所以NegotiateFlags中的NEGOTIATE_REQUEST_NON_NT_SESSION_KEY / NEGOTIATE_NTLM / NEGOTIATE_LM_SESSION_KEY 和认证过程都没什么关系(它们和后续的会话安全有关),唯一和认证过程响应计算有关的是NEGOTIATE_EXTENDED_SESSION_SECURITY
Server在验证时需要通过Response长度(是否大于24)和NEGOTIATE_EXTENDED_SESSION_SECURITY来决定使用哪种计算方法
认证有以下三种,后两种都有Client生成的nonce,缓解了彩虹表攻击:
- NTLMv1 Authentication:使用NTLMv1且
NEGOTIATE_EXTENDED_SESSION_SECURITY未设置 - NTLMv1 With Client Challenge:使用NTLMv1且
NEGOTIATE_EXTENDED_SESSION_SECURITY设置 - NTLMv2 Authentication:使用NTLMv2
具体计算方法不赘述了,直接看代码吧
NTLMv1 Authentication
分别计算LmChallengeResponse和NtChallengeResponse然后设置到Type3(实际情况里可能只发送其中一种)
这两个Response的计算过程基本相同(除了一个需要NT hash,一个需要LM hash)
func ComputeLMv1Response(challenge []byte, lmhash []byte) []byte {
lmhash = append(lmhash, []byte{0, 0, 0, 0, 0}...)
output := append(desEnc(padding(lmhash[:7]), challenge), desEnc(padding(lmhash[7:14]), challenge)...)
output = append(output, desEnc(padding(lmhash[14:]), challenge)...)
return output
}
func ComputeNTLMv1Response(challenge []byte, nthash []byte) []byte {
return ComputeLMv1Response(challenge, nthash)
}
NTLMv1 With Client Challenge
If NTLMSSP_NEGOTIATE_EXTENDED_SESSIONSECURITY set, requests usage of the NTLM v2 session security. NTLM v2 session security is a misnomer because it is not NTLM v2. It is NTLM v1 using the extended session security that is also in NTLM v2.
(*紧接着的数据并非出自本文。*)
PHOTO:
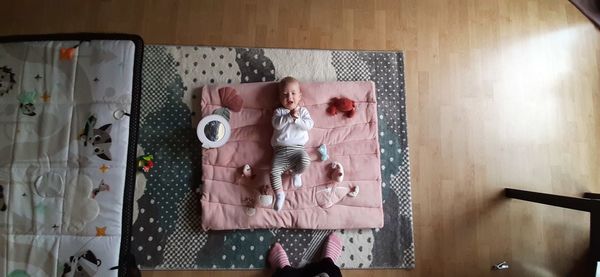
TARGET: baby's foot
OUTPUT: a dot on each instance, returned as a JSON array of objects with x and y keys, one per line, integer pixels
[
  {"x": 297, "y": 180},
  {"x": 279, "y": 199}
]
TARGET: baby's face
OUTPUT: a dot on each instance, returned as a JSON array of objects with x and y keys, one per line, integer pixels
[{"x": 290, "y": 96}]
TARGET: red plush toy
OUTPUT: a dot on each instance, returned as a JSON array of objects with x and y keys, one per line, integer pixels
[{"x": 343, "y": 105}]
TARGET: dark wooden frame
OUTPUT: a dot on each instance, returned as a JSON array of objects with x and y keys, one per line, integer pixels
[{"x": 590, "y": 202}]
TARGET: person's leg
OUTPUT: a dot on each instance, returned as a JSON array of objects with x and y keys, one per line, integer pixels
[
  {"x": 331, "y": 253},
  {"x": 325, "y": 265},
  {"x": 278, "y": 259},
  {"x": 300, "y": 162},
  {"x": 280, "y": 164}
]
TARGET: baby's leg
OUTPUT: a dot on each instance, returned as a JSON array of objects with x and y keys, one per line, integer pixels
[
  {"x": 299, "y": 161},
  {"x": 281, "y": 163}
]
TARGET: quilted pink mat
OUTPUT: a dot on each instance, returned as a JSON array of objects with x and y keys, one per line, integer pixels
[{"x": 230, "y": 201}]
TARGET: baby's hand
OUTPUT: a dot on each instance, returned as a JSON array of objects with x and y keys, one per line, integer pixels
[{"x": 295, "y": 113}]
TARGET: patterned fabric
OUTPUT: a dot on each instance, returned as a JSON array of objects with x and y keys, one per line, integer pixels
[
  {"x": 167, "y": 233},
  {"x": 286, "y": 158},
  {"x": 64, "y": 149}
]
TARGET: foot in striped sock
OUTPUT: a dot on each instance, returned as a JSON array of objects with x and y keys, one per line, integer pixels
[
  {"x": 277, "y": 256},
  {"x": 333, "y": 247}
]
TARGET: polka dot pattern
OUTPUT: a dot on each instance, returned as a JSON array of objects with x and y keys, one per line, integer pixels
[{"x": 171, "y": 237}]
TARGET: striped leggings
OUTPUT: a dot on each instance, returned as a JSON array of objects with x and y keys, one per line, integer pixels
[{"x": 286, "y": 158}]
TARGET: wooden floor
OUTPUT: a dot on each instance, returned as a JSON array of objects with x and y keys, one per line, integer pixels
[{"x": 501, "y": 93}]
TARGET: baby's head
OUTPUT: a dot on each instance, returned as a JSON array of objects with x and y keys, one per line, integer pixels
[{"x": 289, "y": 93}]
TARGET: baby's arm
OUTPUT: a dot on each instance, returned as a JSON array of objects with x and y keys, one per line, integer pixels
[
  {"x": 305, "y": 121},
  {"x": 281, "y": 118}
]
当设置了NEGOTIATE_EXTENDED_SESSION_SECURITY,需要先生成8-byte的nonce,然后填充16个'\0',设置在Type3的LmChallengeResponse字段
接着计算NTLMv2SessionResponse并设置在Type3的NtChallengeResponse
func ComputeNTLMv2SessionResponse(challenge []byte, clientNonce []byte, nthash []byte) []byte {
if clientNonce == nil {
clientNonce = make([]byte, 8)
rand.Read(clientNonce)
}
sessionHash := md5Hash(append(challenge, clientNonce...))[:8]
nthash = append(nthash, []byte{0, 0, 0, 0, 0}...)
output := append(desEnc(padding(nthash[:7]), sessionHash), desEnc(padding(nthash[7:14]), sessionHash)...)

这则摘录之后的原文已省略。